Right. We can write a simple perl/ruby script that kills all python instances and starts new python instance.  That'll avoid having to duplicate python.exe and makes it easier to be deployed across ports.
Comment 8 Dirk Pranke 2011-06-08 15:57:12 PDT
(In reply to comment #7)
> (In reply to comment #6)
> > I'm not sure I follow you. Buildbot, new-run-webkit-tests, and pywebsocket all are written in Python. Tony's point was that we can't simply kill all python processes from taskkill or one of these scripts without killing ourselves or our parents. Are you suggesting that we rewrite one of these so that it isn't in Python?
> 
> Right. We can write a simple perl/ruby script that kills all python instances and starts new python instance.  That'll avoid having to duplicate python.exe and makes it easier to be deployed across ports.
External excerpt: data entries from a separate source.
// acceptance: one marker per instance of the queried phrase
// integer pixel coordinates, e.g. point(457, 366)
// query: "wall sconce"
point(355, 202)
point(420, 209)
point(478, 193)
Since buildbot is in python, it can't call a script that kills all python processes, or it itself would be killed (causing the whole build to fail). You're not suggesting we rewrite buildbot, presumably, so I'm not sure how this would work?
Comment 9 Ryosuke Niwa 2011-06-08 15:59:24 PDT
(In reply to comment #8)
> Since buildbot is in python, it can't call a script that kills all python processes, or it itself would be killed (causing the whole build to fail). You're not suggesting we rewrite buildbot, presumably, so I'm not sure how this would work?

Ah, that's a good point. We can't kill buildslave.
Comment 10 Ryosuke Niwa 2011-06-08 15:59:55 PDT
Is it possible to figure out which python process is running buildslave and whitelist it?
Comment 11 Dirk Pranke 2011-06-08 16:15:32 PDT
(In reply to comment #10)
> Is it possible to figure out which python process is running buildslave and whitelist it?

The taskkill /im / "killall" processes (which are systemwide utilities that we didn't write) don't give us a way to say "kill everything named X except me if I'm named X" or anything like that kind of flexibility.

It is presumably possible to reconstruct that logic in python or some other language to do it ourselves, but we haven't (yet) done so, and I have no idea how much work it would be, but at least on windows, a decent amount, I think.
Comment 12 Dirk Pranke 2011-12-21 14:11:10 PST
we kill old processes on the build.webkit.org bots now, so I think we can close this. Please reopen if anyone disagrees.